Panbio Covid 19 Test Kit
Panbio Covid 19 Test Kit
The rapid tests were for professional use and designed to qualitatively detect IgM and/or IgG antibodies against SARS-CoV-2, with results read visually after 10–15 min. All rapid tests were performed by experienced biomedical laboratory scientists and in accordance with manufactures’ instructions (Supplemental Table) under optimal and standardized conditions, using venous blood samples with K2-EDTA anticoagulant. A test was considered invalid if the control line did not appear, and inconclusive if it was not possible to read the result (for instance due to blood drawn into the test area).
Patients were enrolled in three study arms: 1) 20 patients with PCR-confirmed COVID-19, hospitalized at Oslo University Hospital, Ullevål, 2) 23 recovered outpatients in the municipality of Kristiansand with previously PCR-confirmed COVID-19, and 3) 49 patients with suspected COVID-19 presenting at the primary care emergency room of Bergen municipality. All patients were tested with rapid test for detection of antibodies, and with PCR against SARS-CoV-2 in samples from upper airways.In study arm 1, rapid test analyses were performed on surplus K2-EDTA whole blood left over from hematology analyses. In study arms 2 and 3, participants consented to having one tube of K2-EDTA whole blood drawn for the analyses. In study arms 1 and 2, PCR-confirmed COVID-19 was the inclusion criterion, but in arm 3, PCR results were collected in addition to the rapid test results. We also collected the date and laboratory used for the PCR test, and the number of days since onset of symptoms (in arm one in categories <7, 7–13 and 14+ days).PCR results from the clinical microbiology laboratories were used as comparison when investigating diagnostic accuracy of the rapid tests. IgM and IgG test results were evaluated separately, except for test E, which detected “total antibodies”. In all study arms, we calculated the tests’ sensitivities (positivity rates). Sensitivity was defined as the proportion of patients with antibodies detectable by the rapid test among those with PCR-confirmed COVID-19. In study arm 3, we also calculated the proportion of participants with negative PCR tests who were antibody negative. Further, in study arm 3, we stratified positivity rates according to days since onset of symptoms (<7 or 7+ days). Because sample sizes were small, we computed 80% confidence intervals for binomial proportions, and we used the adjusted Wald method (8).User-friendliness was reported by the biomedical laboratory scientists performing the tests.

Ethical considerations

This was a quality assurance study, and we used anonymized data.

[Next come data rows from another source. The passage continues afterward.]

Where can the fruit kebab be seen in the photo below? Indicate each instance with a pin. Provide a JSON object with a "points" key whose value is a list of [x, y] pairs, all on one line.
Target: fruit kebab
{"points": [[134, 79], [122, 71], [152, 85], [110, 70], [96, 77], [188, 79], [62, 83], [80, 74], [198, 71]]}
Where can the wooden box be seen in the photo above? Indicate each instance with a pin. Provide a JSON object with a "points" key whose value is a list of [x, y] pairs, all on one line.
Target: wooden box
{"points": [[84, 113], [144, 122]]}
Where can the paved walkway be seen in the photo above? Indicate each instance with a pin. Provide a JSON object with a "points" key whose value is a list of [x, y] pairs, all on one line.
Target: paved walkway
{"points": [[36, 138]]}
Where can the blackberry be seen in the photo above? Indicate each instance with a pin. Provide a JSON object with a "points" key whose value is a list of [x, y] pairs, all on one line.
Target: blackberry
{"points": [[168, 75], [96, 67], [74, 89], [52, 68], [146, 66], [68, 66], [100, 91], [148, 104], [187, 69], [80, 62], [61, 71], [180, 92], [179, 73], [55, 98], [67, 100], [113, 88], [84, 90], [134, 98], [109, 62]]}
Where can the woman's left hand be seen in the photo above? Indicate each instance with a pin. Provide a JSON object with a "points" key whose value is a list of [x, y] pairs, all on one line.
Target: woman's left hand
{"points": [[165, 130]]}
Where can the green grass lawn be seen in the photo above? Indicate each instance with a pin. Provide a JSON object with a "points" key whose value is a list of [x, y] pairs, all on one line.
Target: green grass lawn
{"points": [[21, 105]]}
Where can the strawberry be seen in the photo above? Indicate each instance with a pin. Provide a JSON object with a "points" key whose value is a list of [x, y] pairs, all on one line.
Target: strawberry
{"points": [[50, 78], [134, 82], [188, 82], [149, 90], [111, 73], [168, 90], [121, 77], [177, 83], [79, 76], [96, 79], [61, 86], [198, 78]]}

The project was approved by the data protection officer at each test site. Informed verbal consent was obtained from the patients in study arms two and three at collection of blood samples.

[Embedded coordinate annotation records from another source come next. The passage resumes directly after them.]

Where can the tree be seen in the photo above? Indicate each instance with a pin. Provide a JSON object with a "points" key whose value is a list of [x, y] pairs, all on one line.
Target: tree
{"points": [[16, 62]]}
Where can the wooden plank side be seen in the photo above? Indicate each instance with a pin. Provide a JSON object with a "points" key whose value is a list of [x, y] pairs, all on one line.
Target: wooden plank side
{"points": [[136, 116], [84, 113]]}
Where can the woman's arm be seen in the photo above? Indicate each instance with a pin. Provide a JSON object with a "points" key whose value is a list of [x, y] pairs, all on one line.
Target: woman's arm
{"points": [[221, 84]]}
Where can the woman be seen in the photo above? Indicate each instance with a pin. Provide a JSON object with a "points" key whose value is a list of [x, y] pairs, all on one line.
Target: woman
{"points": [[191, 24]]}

In the 20 hospitalized patients in study arm 1, the number of days since onset of symptoms was <7 for one patient, 7–13 days for three patients, and 14+ days for 16 patients. In study arms 2 and 3, the median number of days since onset of symptoms was 30 (range 27–36) and 8 (range 2–34), respectively. Of the 23 participants in study arm 3 with a positive PCR test, thirteen had <7 days since onset of symptoms, six had 7–13 days, and four had 14+ days.

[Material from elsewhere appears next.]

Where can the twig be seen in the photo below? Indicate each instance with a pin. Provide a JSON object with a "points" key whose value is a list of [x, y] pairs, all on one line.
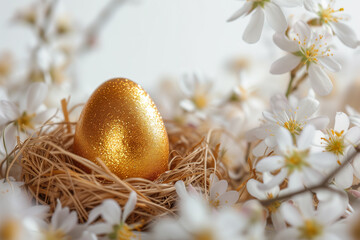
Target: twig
{"points": [[292, 78], [323, 184], [99, 22]]}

Results from hospitalized patients (study arm 1) showed that all the eleven rapid tests detected SARS-CoV-2 IgM and/or IgG antibodies in this population, though with varying sensitivities (Tables 2 and 3). Study arm two consisted of participants who had recovered from PCR-confirmed COVID-19 without requiring hospitalization. In this population, tests A, B, C, and D had higher IgG positivity rates than tests E, F, H I, and J. Confidence intervals (80%) for test K were overlapping with the others (Table 3). Five of the tests had a sensitivity below 65% for IgG.